This and that for your Thursday reading.
- Bryn Nelson offers a call to action against the anti-science, anti-reality industry seeking to blast out propaganda to keep corporate coffers spilling over at the expense of public health and safety. And John Woodside sets out the greenwashing plan being used to try to force through even more dirty energy development in the tar sands, while Nina Lakhani reports that the journalists seeking to offer full and accurate information about climate issues are under constant threats of violence.
- Meanwhile, Yongxiao Liang, Nathan P. Gillett and Adam H. Monahan find that we're already on a path toward more than 2 degrees of global warming once we account for variability in ocean temperatures. Gabriel Rau et al. warn that warming groundwater poses threats to life both above and below the surface. And Dylan Baddour and Alejandra Martinez report on the escalating costs of droughts in Texas (and elsewhere) which are borne by publicly-subsidized insurance programs.

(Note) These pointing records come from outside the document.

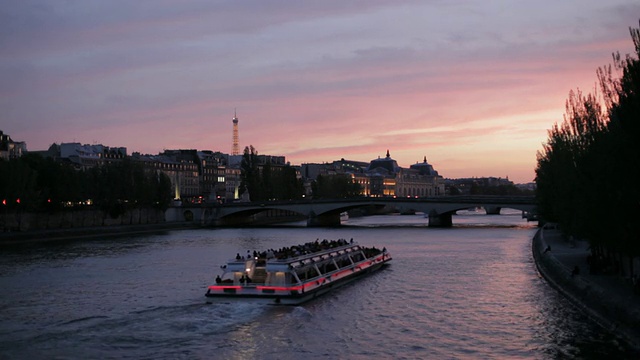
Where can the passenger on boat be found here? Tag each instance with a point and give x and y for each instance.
(245, 279)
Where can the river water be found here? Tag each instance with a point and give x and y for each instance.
(467, 292)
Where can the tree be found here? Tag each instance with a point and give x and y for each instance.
(586, 171)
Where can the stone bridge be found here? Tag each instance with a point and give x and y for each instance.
(327, 212)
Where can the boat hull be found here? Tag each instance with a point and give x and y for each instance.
(295, 298)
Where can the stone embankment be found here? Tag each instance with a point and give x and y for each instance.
(73, 224)
(610, 300)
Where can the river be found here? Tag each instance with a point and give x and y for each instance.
(467, 292)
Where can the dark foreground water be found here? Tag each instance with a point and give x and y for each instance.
(468, 292)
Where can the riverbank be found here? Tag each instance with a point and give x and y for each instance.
(609, 300)
(19, 237)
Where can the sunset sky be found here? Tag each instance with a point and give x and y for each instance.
(472, 85)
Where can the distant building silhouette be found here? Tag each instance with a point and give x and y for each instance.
(382, 176)
(10, 149)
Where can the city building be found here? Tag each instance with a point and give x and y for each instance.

- Mike Savage offers a reminder that wealth inequality remains a crucial issue for the general public in the UK - even as Keir Starmer has purged anybody who might advocate on the issue from his caucus in the name of bland corporatism.
- Finally, Jared Wesley and Alex Ballos point out how Danielle Smith is following the Republicans' playbook to prevent people from exercising their right to vote. And Jason Foster and Rebecca Graff-McRae write that the seemingly random acts of arbitrary governance from by UCP can generally be traced back to an attempt to dissolve any civic institution or source of information which could possibly check the exercise of partisan power.